When we last spoke to photographer Eric Hart Jr he was studying at NYU’s Tisch School of the Arts and picking up commissions for the likes of i-D, Rolling Stone and Dior. Since then he has made it onto the Forbes 30 under 30 list, continued racking up work from big editorial clients, and just this month sees the UK release of his first photo book.
When I Think About Power, published by Damiani, presents 60 black and white portraits focusing on “the concept of power in relation to the queer Black experience”. “Work regarding identity is so important to the contemporary art world because we are living in such a time when identity is under the microscope,” Hart tells CR on why now felt like the right time for his book.
“Discussions and dialogue surrounding the nuances of identity are present now more than ever and art has always been a tool for processing and understanding what is going on in the world. In the age of inclusion and representation, it’s important to have well-rounded, varying perspectives and make sure we are offering works that question how we can complicate our own representation even further to make sure this era of inclusion is not some sort of trend, but a new beginning.”
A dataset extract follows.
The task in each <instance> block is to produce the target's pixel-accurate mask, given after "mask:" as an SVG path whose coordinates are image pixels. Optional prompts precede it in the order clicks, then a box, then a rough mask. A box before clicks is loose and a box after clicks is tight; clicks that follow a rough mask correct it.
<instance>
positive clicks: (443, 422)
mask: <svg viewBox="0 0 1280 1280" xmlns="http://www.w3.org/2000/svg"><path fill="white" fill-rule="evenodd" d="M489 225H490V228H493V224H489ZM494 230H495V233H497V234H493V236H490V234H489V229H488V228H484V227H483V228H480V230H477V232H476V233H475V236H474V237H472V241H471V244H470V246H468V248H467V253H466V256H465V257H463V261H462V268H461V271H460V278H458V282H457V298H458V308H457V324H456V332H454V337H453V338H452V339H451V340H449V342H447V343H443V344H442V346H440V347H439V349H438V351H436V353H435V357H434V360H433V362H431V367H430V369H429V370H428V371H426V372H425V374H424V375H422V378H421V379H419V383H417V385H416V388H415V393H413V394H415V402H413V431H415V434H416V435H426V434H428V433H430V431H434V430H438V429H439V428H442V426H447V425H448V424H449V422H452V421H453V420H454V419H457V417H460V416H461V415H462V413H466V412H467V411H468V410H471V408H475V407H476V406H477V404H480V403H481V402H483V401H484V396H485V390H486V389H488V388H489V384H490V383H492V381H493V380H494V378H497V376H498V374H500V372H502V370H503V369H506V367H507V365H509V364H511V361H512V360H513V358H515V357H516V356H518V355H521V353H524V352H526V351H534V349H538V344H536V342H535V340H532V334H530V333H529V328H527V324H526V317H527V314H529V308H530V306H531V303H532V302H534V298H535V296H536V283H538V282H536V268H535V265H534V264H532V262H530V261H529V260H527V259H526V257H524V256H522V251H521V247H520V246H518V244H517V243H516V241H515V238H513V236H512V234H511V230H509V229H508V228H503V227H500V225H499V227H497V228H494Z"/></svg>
Hart also says he’s at a turning point in his life where he finally feels he’s standing on his own two feet. “I recently graduated and am existing as a full blown adult on my own,” he says. “Photography has been a catalyst for me learning how to understand the power within and becoming more comfortable in my own skin. So in just creating work that contributed to this journey, the book just naturally became what it is.”
The images range from 2019 to present day and the process of creating it brought about a sense of self-discovery for Hart. “The motivation to create was always there, this process has just given me the tools to recognise and verbalise it. I witnessed the growth of myself as an artist who is a critical thinker,” he reflects.
“Through the process of verbalising to my muses what I was trying to evoke through the lens, sitting down with respected mentors and photographers in critique, and even just questioning the things I attached to power, I’ve reached a place where I feel like I have a purpose with my camera.”
Looking at the images in a physical context also challenged Hart to think about how his images speak to one another. “Working on a book almost highlights elements of your work that could easily go overlooked,” he explains.
“I think as an artist, subconsciously there are parts of ourselves that exist in our work and seeing this body of images come together has allowed me to realise themes in my work that weren’t necessarily intentional.” The notion of touch and connection, for instance, is something that the photographer has come to realise is present throughout his work.
The freedom Hart has felt while working on the book has been one of its joys, and it’s shown him what he wants his photography to be: an exploration of the juxtaposition of power and vulnerability.
“I think my biggest takeaway from this journey has been learning that opposing forces can coexist in harmony. The work has opened me up to understand that power and vulnerability can inform one another, and that there is beauty in conflict as well as conflict in beauty,” explains Hart. “I think that’s what these frames showcase and now when I step away from the work I see these notions exemplified plenty in my life.”